Offshore wind advocates said Wednesday they are confident the industry will retain its bipartisan support regardless of the results of the U.S. elections this year.
“We are in a world now where utilities in Indiana are rushing forward building wind farms,” said Seth Kaplan, director of government and regulatory affairs for Ocean Winds, the joint venture between ENGIE and EDP Renewables that has partnered with Shell New Energies to sponsor Mayflower Wind.
“It’s a changed world, where there is a broad recognition that this is the kind of generation we are able to build now because of other concerns in terms of health, in terms of cost and such, that we are not seeing other types of large-scale generation getting built,” Kaplan told the American Wind Energy Association’s Offshore Windpower Virtual Summit.
As power plants retire, and as loads rise with new demand from electric cars and electrification of heating and cooling, “it is a truly bipartisan, across-the-board need for this large-scale generation source to move forward,” Kaplan said. “It is not wholly dependent on climate policy; it’s not wholly dependent on state policy. Those are all elements, but there is a unifying bipartisan need from the shipyards in Louisiana to the ports in Massachusetts to the folks who want new generation in New York City.”
Regulatory Push
Moderator Joshua Kaplowitz, senior counsel for GE Renewable Energy, noted that the federal regulatory regime governing offshore natural resources dates from nearly 100 years ago. Regulations specific to OSW have not been updated since the Bureau of Ocean Energy Management was created in 2011.
“We have come a long way — and I have been involved in this industry for 15 years now — but we continue to evolve. There is more work to be done,” said Geri Edens, counsel for Vineyard Wind, a joint venture between Copenhagen Infrastructure Partners and Avangrid Renewables.
BOEM has done a “tremendous job” trying to make regulations largely modeled on those for the oil and gas industry fit the needs of OSW development, with little experience beyond the failed Cape Wind project, Edens said. “So, it’s time to move on and try to start thinking about how the regulatory process can be improved.”
Edens said she hoped the agency, which announced a rulemaking in 2014 to update the regulations and provide more flexibility, will make more progress under a new administration.
“Now you see developers have to request numerous departures from the regulations because … all the things that go into gathering that data are onerous and not always feasible to submit at the same time that you submit a COP [construction and operations plan],” Edens said.
Claire Richer, federal affairs director at AWEA, noted acting BOEM Director Walter Cruickshank testified Sept. 22 before the Senate Energy and Natural Resources Committee that Congress has provided sufficient funding needed to hire the staff to assess all new lease areas and OSW proposals.

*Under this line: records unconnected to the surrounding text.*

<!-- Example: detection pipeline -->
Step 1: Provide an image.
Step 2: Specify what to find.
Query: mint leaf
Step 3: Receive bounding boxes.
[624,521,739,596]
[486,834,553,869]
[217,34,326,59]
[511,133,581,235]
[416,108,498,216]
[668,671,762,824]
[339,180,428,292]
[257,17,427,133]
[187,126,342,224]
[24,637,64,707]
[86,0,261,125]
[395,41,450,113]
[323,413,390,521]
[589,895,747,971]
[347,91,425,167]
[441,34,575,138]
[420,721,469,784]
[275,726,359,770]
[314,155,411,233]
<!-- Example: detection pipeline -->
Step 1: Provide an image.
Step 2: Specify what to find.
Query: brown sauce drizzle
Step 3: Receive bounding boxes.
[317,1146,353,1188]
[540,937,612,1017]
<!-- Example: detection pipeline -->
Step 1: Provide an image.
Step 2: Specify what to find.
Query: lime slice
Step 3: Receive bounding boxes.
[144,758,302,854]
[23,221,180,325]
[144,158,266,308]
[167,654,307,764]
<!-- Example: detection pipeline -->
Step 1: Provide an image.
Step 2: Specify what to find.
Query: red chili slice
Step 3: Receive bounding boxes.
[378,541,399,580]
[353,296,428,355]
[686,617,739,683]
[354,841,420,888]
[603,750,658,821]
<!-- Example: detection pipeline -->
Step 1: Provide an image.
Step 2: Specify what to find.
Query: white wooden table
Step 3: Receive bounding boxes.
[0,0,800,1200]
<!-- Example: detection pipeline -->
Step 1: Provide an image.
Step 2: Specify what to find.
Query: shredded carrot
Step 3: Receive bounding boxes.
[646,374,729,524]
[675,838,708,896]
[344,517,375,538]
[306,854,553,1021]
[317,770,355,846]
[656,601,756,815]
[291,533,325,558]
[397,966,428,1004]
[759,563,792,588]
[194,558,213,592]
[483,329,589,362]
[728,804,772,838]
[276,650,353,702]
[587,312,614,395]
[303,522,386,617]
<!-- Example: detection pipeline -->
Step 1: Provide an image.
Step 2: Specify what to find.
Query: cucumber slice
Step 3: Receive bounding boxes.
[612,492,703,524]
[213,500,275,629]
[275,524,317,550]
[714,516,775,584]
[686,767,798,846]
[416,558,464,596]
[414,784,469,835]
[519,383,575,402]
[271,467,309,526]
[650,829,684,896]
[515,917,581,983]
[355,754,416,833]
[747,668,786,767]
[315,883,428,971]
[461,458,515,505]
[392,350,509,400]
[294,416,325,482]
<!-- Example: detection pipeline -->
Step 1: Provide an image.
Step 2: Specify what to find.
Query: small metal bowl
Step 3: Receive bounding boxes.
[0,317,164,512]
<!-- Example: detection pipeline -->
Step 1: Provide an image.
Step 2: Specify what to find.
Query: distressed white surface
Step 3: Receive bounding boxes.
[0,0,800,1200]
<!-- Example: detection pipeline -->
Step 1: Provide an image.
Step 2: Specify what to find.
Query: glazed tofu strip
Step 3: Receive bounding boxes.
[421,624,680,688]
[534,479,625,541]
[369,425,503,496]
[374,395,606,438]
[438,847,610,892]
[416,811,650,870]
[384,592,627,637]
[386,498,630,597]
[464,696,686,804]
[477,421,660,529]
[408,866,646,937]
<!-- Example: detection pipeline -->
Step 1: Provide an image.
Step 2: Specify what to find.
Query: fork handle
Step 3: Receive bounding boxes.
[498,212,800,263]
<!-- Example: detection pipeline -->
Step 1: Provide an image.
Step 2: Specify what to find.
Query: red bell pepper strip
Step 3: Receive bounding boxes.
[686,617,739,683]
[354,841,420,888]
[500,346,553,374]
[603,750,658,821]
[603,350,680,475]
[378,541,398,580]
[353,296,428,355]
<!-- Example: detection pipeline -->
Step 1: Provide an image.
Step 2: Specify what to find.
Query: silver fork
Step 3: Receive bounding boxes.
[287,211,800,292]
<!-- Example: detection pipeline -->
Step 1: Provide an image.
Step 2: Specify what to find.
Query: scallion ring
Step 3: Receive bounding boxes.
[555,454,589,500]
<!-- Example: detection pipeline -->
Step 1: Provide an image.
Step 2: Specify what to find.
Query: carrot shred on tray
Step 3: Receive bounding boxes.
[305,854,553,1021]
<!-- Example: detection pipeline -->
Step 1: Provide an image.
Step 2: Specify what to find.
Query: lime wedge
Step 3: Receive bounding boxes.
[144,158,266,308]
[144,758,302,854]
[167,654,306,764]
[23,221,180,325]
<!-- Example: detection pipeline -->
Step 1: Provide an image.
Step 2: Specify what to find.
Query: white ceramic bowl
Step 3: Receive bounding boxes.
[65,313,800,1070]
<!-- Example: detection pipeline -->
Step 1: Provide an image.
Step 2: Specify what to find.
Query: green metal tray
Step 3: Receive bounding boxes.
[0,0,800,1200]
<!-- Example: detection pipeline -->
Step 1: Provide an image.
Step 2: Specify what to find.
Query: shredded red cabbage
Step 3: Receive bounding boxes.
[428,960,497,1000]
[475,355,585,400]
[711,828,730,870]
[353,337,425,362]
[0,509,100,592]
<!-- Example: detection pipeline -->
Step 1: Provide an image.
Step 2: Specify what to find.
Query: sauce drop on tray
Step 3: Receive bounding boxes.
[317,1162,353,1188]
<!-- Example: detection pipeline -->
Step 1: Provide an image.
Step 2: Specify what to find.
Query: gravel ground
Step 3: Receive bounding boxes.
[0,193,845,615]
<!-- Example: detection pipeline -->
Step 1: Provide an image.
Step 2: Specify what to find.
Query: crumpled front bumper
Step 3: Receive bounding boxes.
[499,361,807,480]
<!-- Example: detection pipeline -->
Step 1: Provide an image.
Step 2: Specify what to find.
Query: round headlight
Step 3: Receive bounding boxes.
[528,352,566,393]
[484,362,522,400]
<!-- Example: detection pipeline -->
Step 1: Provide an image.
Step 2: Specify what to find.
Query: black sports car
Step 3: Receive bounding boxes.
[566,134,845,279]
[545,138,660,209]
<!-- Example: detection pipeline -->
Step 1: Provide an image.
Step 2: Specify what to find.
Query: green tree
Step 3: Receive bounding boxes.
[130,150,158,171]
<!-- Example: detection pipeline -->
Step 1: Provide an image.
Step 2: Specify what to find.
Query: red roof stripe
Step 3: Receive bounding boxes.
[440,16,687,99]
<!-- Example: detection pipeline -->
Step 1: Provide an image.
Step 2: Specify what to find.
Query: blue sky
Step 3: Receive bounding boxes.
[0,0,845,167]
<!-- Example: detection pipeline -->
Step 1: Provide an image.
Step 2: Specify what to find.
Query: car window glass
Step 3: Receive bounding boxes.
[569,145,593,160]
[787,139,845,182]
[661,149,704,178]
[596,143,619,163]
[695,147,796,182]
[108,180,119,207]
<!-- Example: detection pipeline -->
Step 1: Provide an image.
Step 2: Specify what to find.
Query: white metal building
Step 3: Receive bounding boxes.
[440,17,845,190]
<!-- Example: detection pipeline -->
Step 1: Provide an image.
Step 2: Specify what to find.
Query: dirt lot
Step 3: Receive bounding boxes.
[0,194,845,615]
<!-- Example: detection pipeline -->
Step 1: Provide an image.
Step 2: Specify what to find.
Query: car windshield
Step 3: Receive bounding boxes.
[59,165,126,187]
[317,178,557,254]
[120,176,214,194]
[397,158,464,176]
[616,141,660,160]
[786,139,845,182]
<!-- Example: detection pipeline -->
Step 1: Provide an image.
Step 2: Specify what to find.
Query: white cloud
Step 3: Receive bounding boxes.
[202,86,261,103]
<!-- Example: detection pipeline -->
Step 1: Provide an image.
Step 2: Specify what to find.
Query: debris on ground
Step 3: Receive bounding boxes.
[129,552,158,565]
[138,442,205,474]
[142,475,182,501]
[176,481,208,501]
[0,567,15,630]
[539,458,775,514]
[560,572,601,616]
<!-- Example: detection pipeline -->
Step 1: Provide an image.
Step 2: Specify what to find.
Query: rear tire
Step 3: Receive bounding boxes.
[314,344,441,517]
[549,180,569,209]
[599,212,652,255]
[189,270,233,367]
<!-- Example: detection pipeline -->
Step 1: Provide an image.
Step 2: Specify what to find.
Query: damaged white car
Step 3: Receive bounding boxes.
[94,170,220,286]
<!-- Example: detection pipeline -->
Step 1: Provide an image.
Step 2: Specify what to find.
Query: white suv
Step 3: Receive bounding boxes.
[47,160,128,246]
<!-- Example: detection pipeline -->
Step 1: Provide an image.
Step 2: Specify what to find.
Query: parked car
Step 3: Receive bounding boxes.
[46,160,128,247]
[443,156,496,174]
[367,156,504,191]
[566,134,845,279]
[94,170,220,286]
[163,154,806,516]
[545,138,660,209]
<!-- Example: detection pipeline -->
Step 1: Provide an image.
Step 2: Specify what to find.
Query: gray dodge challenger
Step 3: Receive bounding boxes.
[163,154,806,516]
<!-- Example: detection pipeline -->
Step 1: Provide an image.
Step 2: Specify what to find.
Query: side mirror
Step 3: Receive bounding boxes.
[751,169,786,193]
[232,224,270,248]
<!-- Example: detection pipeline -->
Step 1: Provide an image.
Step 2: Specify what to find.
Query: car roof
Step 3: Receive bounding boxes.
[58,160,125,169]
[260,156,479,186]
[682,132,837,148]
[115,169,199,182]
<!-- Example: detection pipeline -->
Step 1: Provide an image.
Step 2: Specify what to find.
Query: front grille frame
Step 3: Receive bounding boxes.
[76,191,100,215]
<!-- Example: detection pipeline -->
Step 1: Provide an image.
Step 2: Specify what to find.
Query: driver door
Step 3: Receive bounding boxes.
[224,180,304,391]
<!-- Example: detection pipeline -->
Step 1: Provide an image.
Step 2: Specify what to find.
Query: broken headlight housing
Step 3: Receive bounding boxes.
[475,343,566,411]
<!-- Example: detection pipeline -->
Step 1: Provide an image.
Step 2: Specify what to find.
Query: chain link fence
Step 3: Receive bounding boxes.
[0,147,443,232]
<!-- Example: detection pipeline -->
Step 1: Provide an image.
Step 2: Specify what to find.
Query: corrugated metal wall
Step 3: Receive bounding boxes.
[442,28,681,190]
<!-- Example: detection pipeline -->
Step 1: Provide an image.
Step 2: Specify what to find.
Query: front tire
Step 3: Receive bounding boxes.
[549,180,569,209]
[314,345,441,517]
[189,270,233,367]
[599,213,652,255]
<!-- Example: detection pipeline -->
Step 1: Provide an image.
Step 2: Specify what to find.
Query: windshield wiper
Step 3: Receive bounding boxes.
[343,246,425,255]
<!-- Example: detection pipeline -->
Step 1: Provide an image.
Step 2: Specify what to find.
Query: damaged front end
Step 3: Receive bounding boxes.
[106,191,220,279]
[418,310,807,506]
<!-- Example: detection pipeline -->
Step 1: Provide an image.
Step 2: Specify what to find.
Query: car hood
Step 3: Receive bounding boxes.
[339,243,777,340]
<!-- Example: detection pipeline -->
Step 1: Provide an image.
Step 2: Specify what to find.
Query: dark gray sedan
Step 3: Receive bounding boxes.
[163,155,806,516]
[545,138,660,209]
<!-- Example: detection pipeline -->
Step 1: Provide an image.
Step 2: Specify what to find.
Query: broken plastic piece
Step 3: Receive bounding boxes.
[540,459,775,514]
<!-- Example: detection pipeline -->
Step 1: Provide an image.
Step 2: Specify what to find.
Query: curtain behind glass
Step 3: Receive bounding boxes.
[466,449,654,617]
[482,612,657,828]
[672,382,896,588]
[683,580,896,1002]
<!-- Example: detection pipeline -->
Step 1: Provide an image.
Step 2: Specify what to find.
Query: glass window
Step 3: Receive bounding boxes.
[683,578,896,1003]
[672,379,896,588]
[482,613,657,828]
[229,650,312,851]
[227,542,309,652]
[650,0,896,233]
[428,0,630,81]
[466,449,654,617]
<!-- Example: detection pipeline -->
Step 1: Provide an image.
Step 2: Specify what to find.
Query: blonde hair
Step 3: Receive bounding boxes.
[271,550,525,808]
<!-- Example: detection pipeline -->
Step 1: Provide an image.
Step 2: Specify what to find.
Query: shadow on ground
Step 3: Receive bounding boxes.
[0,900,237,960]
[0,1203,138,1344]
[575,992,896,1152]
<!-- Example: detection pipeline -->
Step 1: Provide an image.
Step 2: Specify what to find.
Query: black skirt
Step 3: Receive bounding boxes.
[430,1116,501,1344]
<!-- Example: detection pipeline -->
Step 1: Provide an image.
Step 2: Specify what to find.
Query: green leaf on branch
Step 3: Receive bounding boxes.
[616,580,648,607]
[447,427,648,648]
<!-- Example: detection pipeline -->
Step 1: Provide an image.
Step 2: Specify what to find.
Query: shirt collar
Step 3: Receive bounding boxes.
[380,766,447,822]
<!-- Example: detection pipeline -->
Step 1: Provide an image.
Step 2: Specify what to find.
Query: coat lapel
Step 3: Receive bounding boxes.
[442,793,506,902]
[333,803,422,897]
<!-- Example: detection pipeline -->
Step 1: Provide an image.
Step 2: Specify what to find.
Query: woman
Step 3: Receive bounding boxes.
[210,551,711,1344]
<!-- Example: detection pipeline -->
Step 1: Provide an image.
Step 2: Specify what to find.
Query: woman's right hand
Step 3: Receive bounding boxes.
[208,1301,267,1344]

BOEM worked through the pandemic and held a series of public hearings over the summer on the 800-MW Vineyard Wind project and the 1-nautical-mile turbine spacing advocated by developers and recommended by the U.S. Coast Guard. (See Developers Seek 1-Mile Spacing for Vineyard Wind.)
Kaplowitz asked about BOEM’s authority under the Outer Continental Shelf Lands Act of 1953, “authority that was appended to Energy Policy Act of 2005 as a couple paragraphs to the end of one of the sections of a statute … that has primarily been an offshore drilling statute.” Are there changes that can be made to enhance BOEM’s authority with respect to offshore wind permitting? he asked.
“It’s really up to the developers to figure out what they want and what they think will be the best way forward,” Richer said. “A lot of folks in Congress want to help offshore wind. I think there’s a lot of bipartisan support. … If we want it, we need to push for it.”
Kaplan advised being “extremely careful” with making changes to a complicated regulatory structure, likening it to a game of Jenga, where if you pull any piece out it can cause the blocks to fall.
“Predictability is better than unpredictability,” Kaplan said.